Safety of care
It's a small world after all! Foreign travel, exotic diseases and your practice
An article for physicians by physicians
Originally published April 2002 / Revised August 2008
Physicians may find it prudent to seek assistance from credible sources when patients seek pre-travel advice about, or later present with symptoms after travel.
Of interest to physicians dealing with infectious diseases
The ever-increasing growth in international travel and immigration sets the stage for the potential transmission of serious infectious diseases that were once considered exotic to Canada.
Consider the following case. A family physician, who had some experience in tropical medicine much earlier in his career, prescribed chloroquine prior to the visit of a family to an area with known chloroquine resistant malaria. One member of the family later died from cerebral malaria. A legal action was brought against the physician.
As is often the case, when well-known guidelines for prophylaxis and immunization have not been followed and a poor clinical outcome has ensued, medical experts could not support the care given. Accordingly the case was settled with CMPA making a payment to the patient's family on behalf of the physician.
Consider the following questions. Are you aware of recent changes in antimalarial prophylaxis for those travelling to endemic areas with chloroquine and/or mefloquine resistance that has been well documented? How familiar are you with making the diagnosis and managing a case of echinococcus, leishmaniasis, schistosomiasis or Chagas disease? Could that persistent cough in a recently-returned traveller be a case of multi-drug resistant TB?
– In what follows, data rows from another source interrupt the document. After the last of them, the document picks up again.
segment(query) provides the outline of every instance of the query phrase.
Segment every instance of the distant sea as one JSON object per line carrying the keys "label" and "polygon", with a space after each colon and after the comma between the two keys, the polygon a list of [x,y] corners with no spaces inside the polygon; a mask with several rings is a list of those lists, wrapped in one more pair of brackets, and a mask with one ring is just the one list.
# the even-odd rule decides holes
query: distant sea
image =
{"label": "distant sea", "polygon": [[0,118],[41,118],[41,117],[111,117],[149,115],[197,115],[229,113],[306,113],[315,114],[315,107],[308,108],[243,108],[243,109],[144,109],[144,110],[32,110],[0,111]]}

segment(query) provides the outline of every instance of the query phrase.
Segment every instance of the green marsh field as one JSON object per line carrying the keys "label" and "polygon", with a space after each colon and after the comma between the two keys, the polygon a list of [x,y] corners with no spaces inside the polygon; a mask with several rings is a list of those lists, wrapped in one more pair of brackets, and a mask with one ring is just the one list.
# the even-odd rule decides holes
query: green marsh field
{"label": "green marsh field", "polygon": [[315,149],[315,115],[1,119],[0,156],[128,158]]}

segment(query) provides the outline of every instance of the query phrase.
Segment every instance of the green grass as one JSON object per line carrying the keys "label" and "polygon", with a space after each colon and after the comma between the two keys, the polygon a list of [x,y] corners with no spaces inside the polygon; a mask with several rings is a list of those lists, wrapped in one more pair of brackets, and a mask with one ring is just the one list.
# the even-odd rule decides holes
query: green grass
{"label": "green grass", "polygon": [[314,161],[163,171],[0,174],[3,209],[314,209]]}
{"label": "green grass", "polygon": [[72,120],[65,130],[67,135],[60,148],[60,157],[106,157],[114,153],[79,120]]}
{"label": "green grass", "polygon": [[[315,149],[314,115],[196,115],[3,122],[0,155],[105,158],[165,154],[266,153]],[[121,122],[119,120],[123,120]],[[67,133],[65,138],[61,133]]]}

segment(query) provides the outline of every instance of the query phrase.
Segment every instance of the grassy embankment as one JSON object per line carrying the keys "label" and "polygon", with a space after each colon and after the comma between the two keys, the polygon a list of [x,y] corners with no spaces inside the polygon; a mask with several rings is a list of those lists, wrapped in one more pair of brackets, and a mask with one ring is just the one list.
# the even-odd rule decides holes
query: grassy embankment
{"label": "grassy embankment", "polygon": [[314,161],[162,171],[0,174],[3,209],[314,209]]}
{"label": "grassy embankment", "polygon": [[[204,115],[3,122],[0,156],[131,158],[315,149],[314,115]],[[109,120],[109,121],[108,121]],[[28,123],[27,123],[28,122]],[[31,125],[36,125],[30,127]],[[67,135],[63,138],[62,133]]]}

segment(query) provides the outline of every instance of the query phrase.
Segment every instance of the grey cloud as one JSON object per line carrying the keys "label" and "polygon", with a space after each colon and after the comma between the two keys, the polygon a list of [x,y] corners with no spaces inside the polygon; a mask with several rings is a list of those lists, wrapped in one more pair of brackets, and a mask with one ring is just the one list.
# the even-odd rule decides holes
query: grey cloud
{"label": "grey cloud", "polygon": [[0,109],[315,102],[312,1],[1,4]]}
There is a wealth of information on these topics available from infectious disease physicians, government agencies, privately-operated travel clinics and, of course, the Internet. When presented with patients who intend to travel to areas where exotic diseases are endemic, or who have recently returned from foreign travel and have an unexplained illness, it may be useful for physicians who have little, or perhaps outdated, expertise in these areas to seek out appropriate information and advice.
Such prudent practice may go a long way toward protecting patients from the consequences of ineffectual prophylaxis/immunization or from delayed diagnosis when serious illness occurs during or after foreign travel.